Eddie Redmayne is promoting The Trial of the Chicago 7, the upcoming Aaron Sorkin film and one of Netflix’s starriest Oscar hopefuls for the year. In the film, Redmayne portrays activist Tom Hayden, one of the defendants in the trial, and to promote the film, he gave an interview to the Daily Mail that is making headlines for all the wrong reasons. Instead of generating hits for Trial, the interview is generating hits for JK Rowling and transphobia, two subjects I am sure Aaron Sorkin and Netflix are SUPER glad are now associated with their movie. Redmayne offered a statement regarding JK Rowling’s ongoing online attacks on the trans community, saying that he has “trans friends and colleagues […] having their human rights challenged around the world and facing discrimination on a daily basis”. This, right here, would be a perfectly fine place to leave it. Eddie, however, went on, adding that the “vitriol” toward Rowling online is “absolutely disgusting”, and he wrote Rowling a private note.
What was the content of that note? Was is a note of support? Or did Redmayne save his more condemnatory remarks for their private correspondence? It would be nice to know, even if the exact remarks are not shared publicly, simply because the statements Redmayne does make on record sound pretty supportive of JK Rowling. He acknowledges the trans community is under attack, but he does not connect JK Rowling’s comments—or her enormous, international platform from which to make those comments—to the discrimination he references, and then he equates people being mad online at Rowling with actual transphobic abuse. This is how Redmayne’s comments read, as presented by the Daily Mail:
Eddie Redmayne: “I have trans friends.” (Not a great start, bud.) “Their rights are being challenged, and they face discrimination.” (True.) “The abuse aimed at Jo Rowling is also very bad.” (Not…the point?) “Online abuse toward trans people is bad, too. These are the same things.” (Oh buddy, it’s back to school with you.)
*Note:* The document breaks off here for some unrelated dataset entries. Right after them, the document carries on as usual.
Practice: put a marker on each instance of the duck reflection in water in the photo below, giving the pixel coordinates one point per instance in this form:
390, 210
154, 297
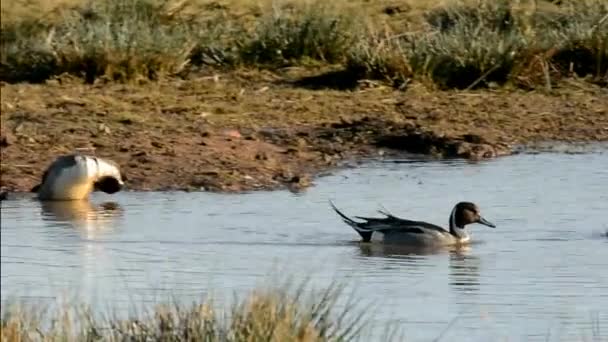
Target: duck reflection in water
371, 249
88, 218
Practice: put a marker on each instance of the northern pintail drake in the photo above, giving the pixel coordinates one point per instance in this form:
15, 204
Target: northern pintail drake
75, 176
392, 229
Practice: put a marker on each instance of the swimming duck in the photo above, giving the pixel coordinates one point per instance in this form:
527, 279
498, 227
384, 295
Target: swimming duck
396, 230
75, 176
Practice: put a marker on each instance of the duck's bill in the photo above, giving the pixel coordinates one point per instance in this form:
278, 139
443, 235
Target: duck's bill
486, 222
109, 185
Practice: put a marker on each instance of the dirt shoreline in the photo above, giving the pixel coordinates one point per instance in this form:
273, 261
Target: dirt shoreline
253, 130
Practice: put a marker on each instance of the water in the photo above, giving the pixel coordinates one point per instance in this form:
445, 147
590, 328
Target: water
541, 275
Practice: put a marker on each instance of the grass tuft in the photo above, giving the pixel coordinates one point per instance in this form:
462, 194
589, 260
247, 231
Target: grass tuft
273, 314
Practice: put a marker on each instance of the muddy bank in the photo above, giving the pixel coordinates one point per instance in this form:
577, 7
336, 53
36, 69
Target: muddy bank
251, 130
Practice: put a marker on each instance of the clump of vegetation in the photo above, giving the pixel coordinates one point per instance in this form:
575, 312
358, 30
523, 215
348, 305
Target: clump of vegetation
276, 314
496, 43
313, 32
119, 40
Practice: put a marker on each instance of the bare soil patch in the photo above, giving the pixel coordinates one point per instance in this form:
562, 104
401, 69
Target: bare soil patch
247, 130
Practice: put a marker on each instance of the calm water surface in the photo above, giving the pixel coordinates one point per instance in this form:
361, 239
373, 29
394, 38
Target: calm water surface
541, 275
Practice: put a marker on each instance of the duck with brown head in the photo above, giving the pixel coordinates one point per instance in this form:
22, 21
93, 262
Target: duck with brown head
74, 177
392, 229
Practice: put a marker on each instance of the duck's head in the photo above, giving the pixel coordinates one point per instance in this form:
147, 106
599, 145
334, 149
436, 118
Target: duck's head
110, 179
465, 213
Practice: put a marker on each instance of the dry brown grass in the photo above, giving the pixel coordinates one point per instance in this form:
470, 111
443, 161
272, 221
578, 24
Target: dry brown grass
275, 314
454, 44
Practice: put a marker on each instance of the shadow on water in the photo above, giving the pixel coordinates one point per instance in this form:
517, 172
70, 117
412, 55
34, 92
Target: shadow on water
89, 219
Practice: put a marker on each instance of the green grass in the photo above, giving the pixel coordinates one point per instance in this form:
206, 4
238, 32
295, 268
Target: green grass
460, 46
280, 314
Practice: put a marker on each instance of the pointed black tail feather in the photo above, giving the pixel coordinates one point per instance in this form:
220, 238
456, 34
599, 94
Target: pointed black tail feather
365, 235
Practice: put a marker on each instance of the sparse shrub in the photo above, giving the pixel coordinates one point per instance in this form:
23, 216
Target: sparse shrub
117, 39
299, 32
275, 314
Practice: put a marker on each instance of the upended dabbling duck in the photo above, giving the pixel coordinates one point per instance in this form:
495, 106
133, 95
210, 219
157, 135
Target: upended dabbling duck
74, 177
395, 230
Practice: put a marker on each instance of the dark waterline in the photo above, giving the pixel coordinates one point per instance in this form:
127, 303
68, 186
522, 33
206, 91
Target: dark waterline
540, 275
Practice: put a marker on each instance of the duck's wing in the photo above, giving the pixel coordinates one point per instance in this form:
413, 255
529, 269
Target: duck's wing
393, 223
384, 224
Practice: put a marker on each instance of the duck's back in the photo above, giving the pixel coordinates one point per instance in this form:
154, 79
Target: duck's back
68, 178
421, 237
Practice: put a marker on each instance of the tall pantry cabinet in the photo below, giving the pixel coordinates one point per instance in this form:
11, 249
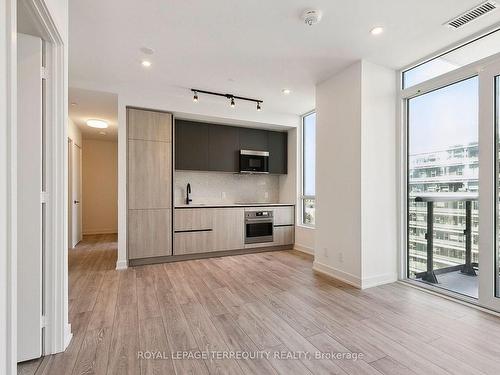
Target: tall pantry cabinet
149, 184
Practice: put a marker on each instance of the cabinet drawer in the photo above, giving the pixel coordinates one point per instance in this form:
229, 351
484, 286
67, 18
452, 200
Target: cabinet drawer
193, 242
193, 219
284, 235
149, 233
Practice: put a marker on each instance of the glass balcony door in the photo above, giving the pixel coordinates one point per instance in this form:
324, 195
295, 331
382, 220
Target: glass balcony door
489, 187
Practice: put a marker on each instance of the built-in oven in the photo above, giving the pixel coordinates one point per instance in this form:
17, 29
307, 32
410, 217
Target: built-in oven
254, 161
259, 226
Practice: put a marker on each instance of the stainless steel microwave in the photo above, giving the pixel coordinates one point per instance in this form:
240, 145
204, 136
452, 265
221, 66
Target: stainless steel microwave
254, 161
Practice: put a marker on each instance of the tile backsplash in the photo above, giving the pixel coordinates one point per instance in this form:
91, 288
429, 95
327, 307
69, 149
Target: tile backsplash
217, 188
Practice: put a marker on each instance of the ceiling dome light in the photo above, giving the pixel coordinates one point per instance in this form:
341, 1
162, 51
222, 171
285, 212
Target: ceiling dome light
377, 30
99, 124
312, 16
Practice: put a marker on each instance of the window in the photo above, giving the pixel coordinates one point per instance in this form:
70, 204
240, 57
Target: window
308, 196
470, 52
Obviously, Redmayne, who has just resumed work on Fantastic Beasts 3, a film co-written and based on characters created by Rowling, is in a tight spot. He wants to offer support to the trans community, but he doesn’t want to (publicly) break with Rowling. How to split that hair? Unfortunately, I don’t think you can. Even if he just left his statement at generic support, it would be read as a statement against Rowling, because she has made herself the face of anti-trans TERF “feminism”. It’d be like Prince Harry making a generic “reject hate speech” statement and everyone jumping to a direct attack on Donald Trump—at this point, it says more about Trump that “reject hate speech” can be seen as a personal attack, similarly, it would be seen as a personal attack if anyone connected to Rowling said, “I support trans women.” That’s why there is no sense in prevaricating and you should just name the elephant in the room, like Daniel Radcliffe did earlier this summer.
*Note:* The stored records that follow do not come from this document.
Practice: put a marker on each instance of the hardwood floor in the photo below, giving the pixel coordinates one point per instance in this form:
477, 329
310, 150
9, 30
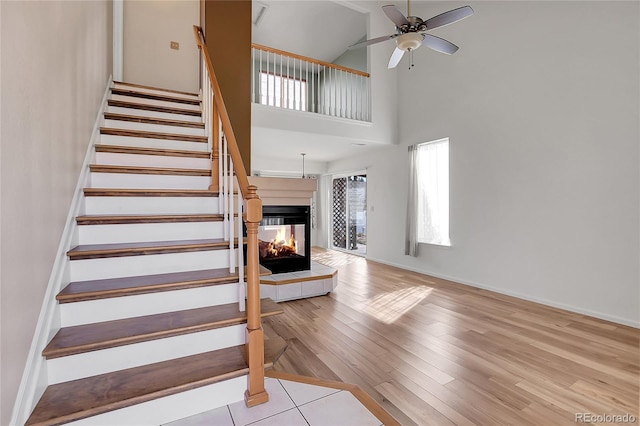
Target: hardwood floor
433, 352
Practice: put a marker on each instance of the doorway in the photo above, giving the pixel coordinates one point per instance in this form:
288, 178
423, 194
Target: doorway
349, 213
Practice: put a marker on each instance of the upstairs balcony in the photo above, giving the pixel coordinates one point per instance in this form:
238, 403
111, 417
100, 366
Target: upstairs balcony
286, 80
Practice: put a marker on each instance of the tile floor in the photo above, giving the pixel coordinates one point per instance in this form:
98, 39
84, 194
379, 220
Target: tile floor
290, 404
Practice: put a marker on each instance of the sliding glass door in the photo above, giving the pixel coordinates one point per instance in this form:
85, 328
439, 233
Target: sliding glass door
349, 213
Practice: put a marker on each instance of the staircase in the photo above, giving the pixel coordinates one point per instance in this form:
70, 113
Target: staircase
151, 323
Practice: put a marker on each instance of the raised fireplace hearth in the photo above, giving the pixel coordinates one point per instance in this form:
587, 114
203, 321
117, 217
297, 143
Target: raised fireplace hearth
284, 238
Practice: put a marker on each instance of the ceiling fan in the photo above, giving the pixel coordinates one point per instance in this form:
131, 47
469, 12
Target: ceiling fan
411, 32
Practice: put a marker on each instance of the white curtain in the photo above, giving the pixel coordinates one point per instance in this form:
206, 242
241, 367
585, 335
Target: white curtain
428, 201
411, 233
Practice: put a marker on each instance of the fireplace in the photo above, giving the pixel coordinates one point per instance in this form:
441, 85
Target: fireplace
284, 238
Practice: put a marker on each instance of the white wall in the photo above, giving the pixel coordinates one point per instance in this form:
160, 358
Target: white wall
541, 108
149, 28
55, 64
324, 133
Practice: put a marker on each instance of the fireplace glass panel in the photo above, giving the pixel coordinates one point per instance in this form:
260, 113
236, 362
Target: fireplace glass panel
281, 241
284, 238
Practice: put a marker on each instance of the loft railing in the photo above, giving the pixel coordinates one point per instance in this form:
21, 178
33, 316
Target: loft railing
225, 157
286, 80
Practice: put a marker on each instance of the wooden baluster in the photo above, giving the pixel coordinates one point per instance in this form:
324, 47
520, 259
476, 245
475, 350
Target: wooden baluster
215, 154
254, 347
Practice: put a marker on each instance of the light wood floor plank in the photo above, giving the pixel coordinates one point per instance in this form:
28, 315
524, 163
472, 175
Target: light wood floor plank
435, 352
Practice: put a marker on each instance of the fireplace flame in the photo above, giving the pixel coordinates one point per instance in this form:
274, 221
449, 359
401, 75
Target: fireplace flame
280, 245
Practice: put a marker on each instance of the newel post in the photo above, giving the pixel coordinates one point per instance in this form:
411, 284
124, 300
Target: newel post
254, 346
215, 150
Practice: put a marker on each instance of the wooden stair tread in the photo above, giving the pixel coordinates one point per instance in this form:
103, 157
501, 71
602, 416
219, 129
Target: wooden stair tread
97, 251
156, 108
115, 149
156, 88
121, 192
79, 399
99, 168
79, 291
154, 96
152, 120
91, 337
153, 135
133, 218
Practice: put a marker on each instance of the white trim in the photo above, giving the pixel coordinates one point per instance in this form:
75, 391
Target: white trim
546, 302
34, 376
118, 39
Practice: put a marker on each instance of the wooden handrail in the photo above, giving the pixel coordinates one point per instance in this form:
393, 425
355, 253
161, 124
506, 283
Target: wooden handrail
234, 151
254, 341
307, 59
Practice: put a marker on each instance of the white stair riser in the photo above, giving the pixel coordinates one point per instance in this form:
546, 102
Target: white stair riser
144, 181
148, 127
142, 160
155, 102
115, 267
153, 143
173, 407
134, 355
155, 114
151, 205
131, 233
115, 308
154, 91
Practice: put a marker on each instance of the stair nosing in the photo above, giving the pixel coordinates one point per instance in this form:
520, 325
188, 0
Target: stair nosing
119, 149
166, 282
154, 96
145, 170
102, 251
152, 120
141, 371
156, 88
153, 135
155, 108
122, 219
125, 192
268, 308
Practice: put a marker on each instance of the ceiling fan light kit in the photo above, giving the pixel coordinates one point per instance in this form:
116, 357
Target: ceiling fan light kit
409, 41
411, 32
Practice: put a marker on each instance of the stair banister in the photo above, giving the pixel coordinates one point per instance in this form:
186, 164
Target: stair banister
252, 215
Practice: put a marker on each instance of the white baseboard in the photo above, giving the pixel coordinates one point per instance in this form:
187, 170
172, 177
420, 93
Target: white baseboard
554, 304
34, 376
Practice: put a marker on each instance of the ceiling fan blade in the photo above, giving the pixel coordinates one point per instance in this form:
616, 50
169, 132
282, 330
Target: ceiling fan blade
395, 15
439, 44
372, 41
448, 17
395, 58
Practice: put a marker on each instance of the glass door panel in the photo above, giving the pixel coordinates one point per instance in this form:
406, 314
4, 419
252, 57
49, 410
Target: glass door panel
349, 213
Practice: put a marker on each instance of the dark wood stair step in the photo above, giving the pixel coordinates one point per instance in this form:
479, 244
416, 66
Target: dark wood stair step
155, 108
99, 251
136, 219
99, 168
152, 135
152, 120
154, 96
92, 337
114, 149
120, 192
156, 88
79, 399
79, 291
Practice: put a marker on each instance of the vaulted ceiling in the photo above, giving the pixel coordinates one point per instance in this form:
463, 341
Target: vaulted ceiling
317, 29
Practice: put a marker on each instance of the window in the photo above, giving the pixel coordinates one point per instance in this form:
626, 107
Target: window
428, 209
283, 91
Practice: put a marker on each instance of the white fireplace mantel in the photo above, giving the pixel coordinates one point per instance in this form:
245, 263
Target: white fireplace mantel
284, 191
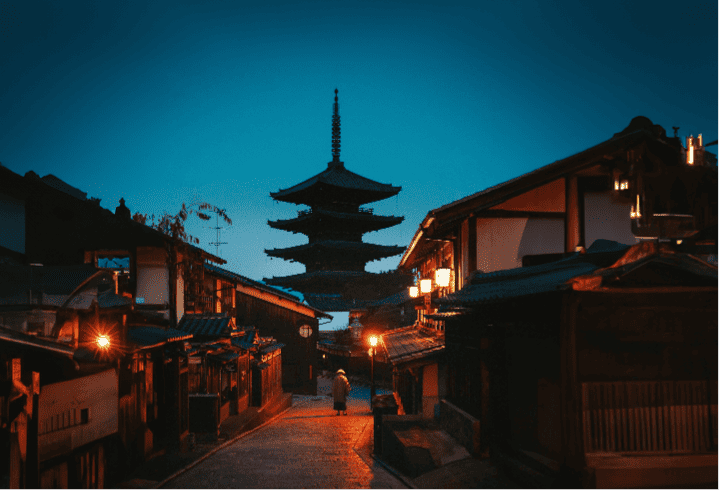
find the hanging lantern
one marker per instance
(442, 277)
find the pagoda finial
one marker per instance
(336, 133)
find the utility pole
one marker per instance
(218, 229)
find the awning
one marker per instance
(410, 343)
(149, 337)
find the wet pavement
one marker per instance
(307, 446)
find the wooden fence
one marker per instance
(650, 416)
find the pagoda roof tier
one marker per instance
(322, 219)
(336, 185)
(316, 281)
(329, 250)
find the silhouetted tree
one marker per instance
(190, 263)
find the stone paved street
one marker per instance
(306, 447)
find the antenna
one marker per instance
(218, 229)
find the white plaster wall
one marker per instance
(12, 223)
(502, 242)
(153, 284)
(97, 392)
(607, 217)
(463, 239)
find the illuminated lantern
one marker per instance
(690, 150)
(442, 276)
(103, 341)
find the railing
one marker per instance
(650, 416)
(305, 212)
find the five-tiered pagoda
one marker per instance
(335, 255)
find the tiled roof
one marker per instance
(604, 264)
(360, 221)
(307, 278)
(361, 249)
(271, 347)
(332, 302)
(51, 280)
(206, 325)
(410, 343)
(21, 338)
(639, 131)
(232, 276)
(337, 176)
(155, 336)
(224, 356)
(396, 299)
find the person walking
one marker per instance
(340, 389)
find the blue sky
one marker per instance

Redmayne is in a different position, though, given that his collaboration with Rowling is ongoing, and DanRad’s is over and he is no longer in an active position of working with her. But Redmayne is also in a tricky spot because of The Danish Girl. In a bid for back-to-back Best Actor Oscars, Redmayne portrayed historical trans figure Lili Elbe in The Danish Girl in 2015. (He lost.) He was criticized at the time for the role, and he has been an awkward ally for the trans community ever since. I don’t doubt the sincerity of his support for the trans community, but he nakedly tried to win a trophy by “playing trans” which complicates even the most generically supportive statements. Redmayne, who says he likes to keep his head down anyway, should probably just do that. No one’s really looking for him to be the hero of trans people everywhere.
But this is going to be a problem for Warner Brothers and Fantastic Beasts 3. Rowling has replaced Johnny Depp and Ezra Miller as the biggest liability for the film, and its stars WILL be asked about her asinine statements next year while promoting the movie (assuming we get movies next year). Publicists at Warners should be working with the Fantastic cast to prepare statements regarding Rowling and transphobia, though again, any statement in support of trans people will be read as an attack on Rowling, and attempting to mitigate that will only look like qualifying support for trans people. The situation facing the trans community is too dire for prevarication—in the US, trans people will almost certainly see their rights further diminished, if not abolished altogether, as the Supreme Court is set to swing hard right—and someone cussing you out online absolutely is not the same thing as a real person being denied their human rights and in too many cases being murdered for living your life. An entire community faces the threat of legal erasure and very real physical harm so this is no time for “but”. It is time to pick a side.